While I think there's significant AI "offloading" in writing, the article's methodology relies on "AI-detectors," which reads like PR for Pangram. I don't need to explain why AI detectors are mostly bullshit and harmful for people who have never used LLMs. [1]

1: https://hn.algolia.com/?dateRange=all&page=0&prefix=true&que...

raincole

> Controversy has erupted after 21% of manuscript reviews for an international AI conference were found to be generated by artificial intelligence.

21%...? Am I reading it right? I bet no one expected it's so low when they clicked this title.

conartist6

21% fully AI generated. In other words, 21% blatant fraud.
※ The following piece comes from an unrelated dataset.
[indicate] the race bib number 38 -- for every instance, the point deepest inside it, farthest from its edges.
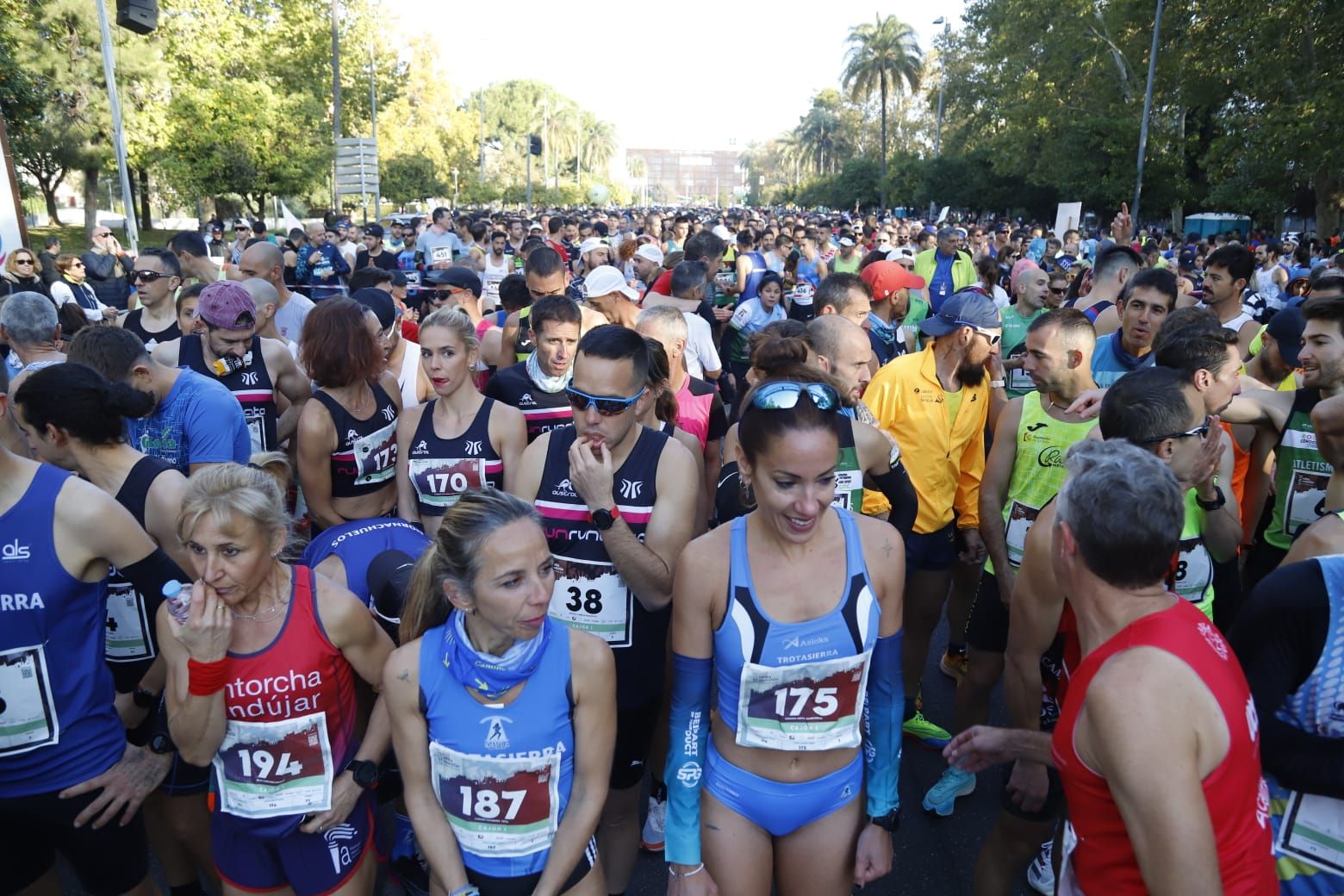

In accident investigation we often refer to "holes in the swiss cheese lining up." Dereliction of duty is commonly one of the holes that lines up with all the others, and is apparently rampant in this field.

tmule

Why? I often feed an entire document I hastily wrote into an AI and prompt it to restructure and rewrite it. I think that’s a common pattern.

hnaccount_rng

My initial reaction was: Oh no, who would have thought? But then... 21% is almost shockingly low. Especially given that there are almost certainly some false positive, given that this number originates with a company selling "detecting AI generated text"

hiddencost

Automated AI detection tools do not work. This whole article is premised on an analysis by someone trying to sell their garbage product.

AznHisoka

Yeah that is the premise all of these articles/tools just conveniently brush off. “We detected that x%… “ OK, and how do I know ur detectiok algorithm is right?

conartist6

Usually the detectors are only called in once a basic "smell test" has failed. Those tests are imperfect, yes, but Bayesian probability tells us how to work out the rest. I have 0 trouble believing that the prior probability of an unscrupulous individual offloading an unpleasant and perceived-as-just-ceremonial duty to the "thinking machine" is around 20%. See: https://www.youtube.com/watch?v=lG4VkPoG3ko&pp=ygUZdmVyaXRhc...

ZeroConcerns

The claim "written by AI" is not really substantiated here, and as someone who's been accused of submitting AI-generated content repeatedly recently, while that was all honestly stuff I wrote myself (hey, what can I say? I just like EM-dashes...), I sort-of sympathize?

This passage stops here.